- Native name: Иван Дмитриевич Борисов
- Born: 1913 Mytishchi
- Died: 25 December 1939 (aged 25–26)
- Allegiance: Soviet Union
- Branch: Soviet Air Force
- Service years: 1932–1939
- Rank: Senior lieutenant
- Unit: 5th Fighter Aviation Regiment
- Conflicts: Battles of Khalkhin Gol; World War II Winter War †; ;
- Awards: Hero of the Soviet Union

= Ivan Dmitriyevich Borisov =

Soviet military pilot

Ivan Dmitriyevich Borisov (Ива́н Дми́триевич Бори́сов; 1913 – 25 December 1939) was a Soviet military pilot who was posthumously awarded the title Hero of the Soviet Union.

==Biography==
Ivan Borisov was born in 1913. In December 1939, he served as a command pilot in the 1st squadron, of the 5 IAP-KBF, which was equipped with Polikarpov I-153s. On 23 December his squadron shot down a Finnish aircraft, a VL Kotka, near Paldiski. At 1245 (Finnish time), a Blackburn Ripon IIF of LeLv 36 took off at Paldiski, the Ripon was flown by 24-year-old Kaj Uolevi Söderholm and his observer Esko Antero Huhanantti.
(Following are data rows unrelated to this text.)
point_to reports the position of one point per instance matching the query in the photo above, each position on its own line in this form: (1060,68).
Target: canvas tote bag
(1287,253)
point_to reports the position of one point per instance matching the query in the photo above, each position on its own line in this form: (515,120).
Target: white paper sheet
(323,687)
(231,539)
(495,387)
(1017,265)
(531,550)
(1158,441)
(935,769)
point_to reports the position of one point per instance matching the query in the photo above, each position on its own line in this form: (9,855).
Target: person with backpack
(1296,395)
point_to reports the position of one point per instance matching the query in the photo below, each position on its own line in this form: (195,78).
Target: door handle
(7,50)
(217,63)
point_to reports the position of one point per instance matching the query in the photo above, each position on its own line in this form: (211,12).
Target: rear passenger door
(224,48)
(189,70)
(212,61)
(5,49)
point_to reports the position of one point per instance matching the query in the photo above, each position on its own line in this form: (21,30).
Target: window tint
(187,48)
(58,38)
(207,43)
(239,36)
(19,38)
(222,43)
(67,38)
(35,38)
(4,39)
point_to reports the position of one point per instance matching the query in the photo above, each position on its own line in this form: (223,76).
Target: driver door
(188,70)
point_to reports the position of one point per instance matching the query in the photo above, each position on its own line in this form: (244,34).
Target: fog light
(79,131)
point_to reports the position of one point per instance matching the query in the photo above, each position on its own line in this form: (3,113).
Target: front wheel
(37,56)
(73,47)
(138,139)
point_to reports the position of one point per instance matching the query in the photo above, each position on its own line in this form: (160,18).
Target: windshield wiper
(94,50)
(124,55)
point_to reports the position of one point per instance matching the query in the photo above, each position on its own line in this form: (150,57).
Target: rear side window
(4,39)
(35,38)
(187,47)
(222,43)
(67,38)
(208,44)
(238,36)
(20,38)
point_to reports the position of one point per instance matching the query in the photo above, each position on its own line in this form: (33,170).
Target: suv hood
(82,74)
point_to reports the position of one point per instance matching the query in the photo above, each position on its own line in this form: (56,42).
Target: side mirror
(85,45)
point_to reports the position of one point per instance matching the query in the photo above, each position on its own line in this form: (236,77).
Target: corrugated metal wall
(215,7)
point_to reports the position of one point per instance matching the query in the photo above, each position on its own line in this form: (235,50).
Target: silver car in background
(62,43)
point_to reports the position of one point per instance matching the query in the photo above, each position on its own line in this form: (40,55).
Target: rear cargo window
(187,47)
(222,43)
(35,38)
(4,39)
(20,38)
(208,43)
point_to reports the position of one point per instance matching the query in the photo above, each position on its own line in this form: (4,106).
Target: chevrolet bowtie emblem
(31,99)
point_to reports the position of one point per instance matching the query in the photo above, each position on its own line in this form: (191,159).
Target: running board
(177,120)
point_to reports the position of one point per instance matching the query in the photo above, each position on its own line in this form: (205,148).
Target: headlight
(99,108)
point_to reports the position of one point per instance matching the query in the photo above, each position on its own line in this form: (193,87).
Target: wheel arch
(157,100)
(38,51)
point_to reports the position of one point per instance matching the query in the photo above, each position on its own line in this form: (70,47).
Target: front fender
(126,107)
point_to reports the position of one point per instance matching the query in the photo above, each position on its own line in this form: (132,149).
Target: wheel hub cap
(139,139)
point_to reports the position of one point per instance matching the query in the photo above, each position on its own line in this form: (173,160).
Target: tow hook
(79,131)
The aircraft was not heard from since 1310 by the Mäkiluoto fort, which was located 40 km southwest of Helsinki. 35 minutes later, an explosion was seen in the air to the southwest. It was then reported by the Soviet radio that a Finnish reconnaissance aircraft at Pakri had been shot down by interceptors at 1405 and that both crew members were killed when they tried to escape the burning aircraft. It is believed that this was the aircraft that was shot down by Borisov's crew. In addition to this victory, Borisov flew nine more missions in the Winter War, but was shot down and killed on 25 December 1939, over the Hanko Peninsula. He was awarded the Gold Star of the Hero of the Soviet Union on 7 February 1940.